Although there has been substantial progress in each of the individual fields discussed above, there are additional challenges with integrating these tools into an effective strain design workflow. Workflow: While we discussed many tools as they relate to individual strain design tasks, these tasks must be synthesized into a coherent end-to-end design workflow. The decisions of the order of operations in the development of a strain could greatly benefit from computational predictions, but much work is yet to be done to identify a strain design workflow that maximizes efficiency and minimizes cost and risk. Expertise: Any workflow that integrates many different computational tools will require domain expertise in each tool to decide details of implementation, from parameters to valid use cases. Thus, strain designers will be required to have broad computational skillsets that exceed what is taught by most current training programs. Software: The practical difficulty of implementing many separate computational tools can become a substantial burden, spanning various details from licensing issues to file formats. However, the number of software packages enabling these workflows continues to increase, and we mention many examples in this work (Figure 3). Thanks to these efforts, finding compatible tools for easily integrated workflows is becoming easier. Validation: Tools must be validated to clearly established accuracy metrics under physiological conditions. Validation of tools on individual datasets, for example on a single wild type strain background, is likely to be insufficient as the strain is engineered further from the wild type. To meet these challenges, it is critical to take a systematic approach that includes dedicated training, effective documentation of tools, and extensive validation of tools in real applications. There will be a significant challenge reaching a standard where strain design researchers can effectively conduct analyses and understand results from multiple tools across a typical workflow.

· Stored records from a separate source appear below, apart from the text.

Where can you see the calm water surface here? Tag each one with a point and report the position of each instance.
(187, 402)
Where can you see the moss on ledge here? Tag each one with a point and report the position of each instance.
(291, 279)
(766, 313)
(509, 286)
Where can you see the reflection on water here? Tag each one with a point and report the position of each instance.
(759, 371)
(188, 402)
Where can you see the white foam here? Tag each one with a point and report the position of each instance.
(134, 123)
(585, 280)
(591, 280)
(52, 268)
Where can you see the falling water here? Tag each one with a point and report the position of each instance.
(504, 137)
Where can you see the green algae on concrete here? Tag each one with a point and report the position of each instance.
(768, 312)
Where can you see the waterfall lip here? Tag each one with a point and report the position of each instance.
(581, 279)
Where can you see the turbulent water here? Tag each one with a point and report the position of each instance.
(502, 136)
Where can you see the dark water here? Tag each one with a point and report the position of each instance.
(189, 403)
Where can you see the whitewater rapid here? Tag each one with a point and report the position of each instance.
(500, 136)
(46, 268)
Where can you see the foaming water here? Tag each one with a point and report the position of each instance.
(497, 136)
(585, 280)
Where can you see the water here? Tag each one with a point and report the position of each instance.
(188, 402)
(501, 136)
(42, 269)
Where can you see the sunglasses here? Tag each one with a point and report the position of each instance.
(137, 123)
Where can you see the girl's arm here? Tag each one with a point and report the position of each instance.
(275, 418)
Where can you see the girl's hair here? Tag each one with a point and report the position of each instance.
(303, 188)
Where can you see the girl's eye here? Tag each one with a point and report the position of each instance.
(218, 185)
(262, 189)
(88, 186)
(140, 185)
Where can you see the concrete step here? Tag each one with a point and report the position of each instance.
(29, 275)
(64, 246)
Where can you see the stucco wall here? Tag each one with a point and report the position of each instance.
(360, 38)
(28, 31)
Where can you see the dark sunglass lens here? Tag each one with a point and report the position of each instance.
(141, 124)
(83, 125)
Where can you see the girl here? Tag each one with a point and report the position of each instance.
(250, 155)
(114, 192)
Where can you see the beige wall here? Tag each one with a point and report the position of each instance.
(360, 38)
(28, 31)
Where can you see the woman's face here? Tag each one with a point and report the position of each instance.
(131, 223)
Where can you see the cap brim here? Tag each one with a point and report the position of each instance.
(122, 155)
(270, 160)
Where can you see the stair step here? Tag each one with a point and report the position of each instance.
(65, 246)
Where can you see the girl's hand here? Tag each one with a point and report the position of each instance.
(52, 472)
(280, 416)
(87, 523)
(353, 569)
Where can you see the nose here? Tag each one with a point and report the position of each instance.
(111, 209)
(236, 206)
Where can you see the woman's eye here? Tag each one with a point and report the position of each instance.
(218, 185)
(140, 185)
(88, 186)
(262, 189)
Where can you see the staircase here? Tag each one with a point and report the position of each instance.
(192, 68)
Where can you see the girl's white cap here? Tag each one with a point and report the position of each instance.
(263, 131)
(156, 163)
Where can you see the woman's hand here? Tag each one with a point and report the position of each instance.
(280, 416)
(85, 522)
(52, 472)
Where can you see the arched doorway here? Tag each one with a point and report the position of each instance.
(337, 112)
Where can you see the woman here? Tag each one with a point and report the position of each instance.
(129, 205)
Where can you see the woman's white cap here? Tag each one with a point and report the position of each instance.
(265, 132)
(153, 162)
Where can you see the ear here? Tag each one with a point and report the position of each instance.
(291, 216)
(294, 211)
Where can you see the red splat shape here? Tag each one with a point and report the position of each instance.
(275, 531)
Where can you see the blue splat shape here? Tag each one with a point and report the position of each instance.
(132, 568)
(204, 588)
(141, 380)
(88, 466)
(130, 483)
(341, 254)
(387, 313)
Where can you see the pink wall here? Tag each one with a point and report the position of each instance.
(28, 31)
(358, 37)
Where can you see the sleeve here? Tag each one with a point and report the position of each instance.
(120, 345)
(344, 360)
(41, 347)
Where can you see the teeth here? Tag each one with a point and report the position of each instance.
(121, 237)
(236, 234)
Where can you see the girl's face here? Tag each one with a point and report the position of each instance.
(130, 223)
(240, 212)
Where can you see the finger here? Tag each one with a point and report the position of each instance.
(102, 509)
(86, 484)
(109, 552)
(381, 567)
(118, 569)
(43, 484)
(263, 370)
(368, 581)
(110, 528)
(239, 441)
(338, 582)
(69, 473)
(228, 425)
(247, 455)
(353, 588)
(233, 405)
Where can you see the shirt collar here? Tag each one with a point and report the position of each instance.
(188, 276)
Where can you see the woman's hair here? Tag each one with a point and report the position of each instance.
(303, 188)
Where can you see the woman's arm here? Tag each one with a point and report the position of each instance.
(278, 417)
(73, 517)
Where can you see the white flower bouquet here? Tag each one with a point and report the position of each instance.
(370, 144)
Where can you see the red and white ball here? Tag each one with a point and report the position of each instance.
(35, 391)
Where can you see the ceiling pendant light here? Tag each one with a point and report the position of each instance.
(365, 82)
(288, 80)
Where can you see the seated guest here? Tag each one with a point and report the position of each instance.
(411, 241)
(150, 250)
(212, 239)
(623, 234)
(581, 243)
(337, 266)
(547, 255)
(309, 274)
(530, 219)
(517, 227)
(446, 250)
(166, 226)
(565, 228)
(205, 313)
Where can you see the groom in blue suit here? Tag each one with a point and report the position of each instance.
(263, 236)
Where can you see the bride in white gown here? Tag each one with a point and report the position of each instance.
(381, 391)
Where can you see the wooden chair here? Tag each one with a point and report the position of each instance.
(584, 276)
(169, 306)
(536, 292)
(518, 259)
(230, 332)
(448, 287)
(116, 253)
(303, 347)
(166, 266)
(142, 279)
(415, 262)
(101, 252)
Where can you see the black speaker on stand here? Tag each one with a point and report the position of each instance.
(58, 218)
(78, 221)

Figure 3. A selection of actively maintained software for computational design and analysis of microbial phenotypes. We focus on Python tools due to the popularity of the language as well as potential for integration in a single strain design workflow, but also include important packages in other languages and standalone applications. Frontier 1: Packages for constraint-based reconstruction and modeling, proteome allocation modeling, and strain design optimization. Frontier 2: Kinetics and thermodynamics packages for model parameterization, simulation, and thermodynamics constrained modeling. Frontier 3: Software for annotating and visualizing structures as well as integrating 3D structural information with systems biology approaches. Frontier 4: Python package for storing, organizing, and analyzing genome sequences. Frontier 5: Online knowledgebase and software for determining transcriptional regulatory networks using ICA decomposition methods. 1 COBRApy [41][42]; 2 COBRA Toolbox [33][17]; 3 COBRAme [35][20]; 4 GECKO [42][52]; 5 CAMEO [43]; 6 pyTFA [44][95]; 7 COPASI [45][96]; 8 MASSpy [46][94]; 9 eQuilibrator [47][89]; 10 SSBIO [48][106]; 11 Amber [49][111]; 12 I-TASSER [50][107]; 13 Bitome [51][120]; 14 MEME [52][117]; 15 iModulonDB [53][125]; 16 PRECISE [13][28].

The field is nearing an important milestone in synthetic biology, that of the comprehensive and computationally-driven strain design workflow. We may soon enter an era of ‘computational genome design’, where rational approaches finally give way to biological design algorithms dominated by computational predictions. Thus, one of the early promises of the field of systems biology may finally be nearing its realization. The practical applications of such a cell design workflow are endless, from the chemical industry to the environment to human health.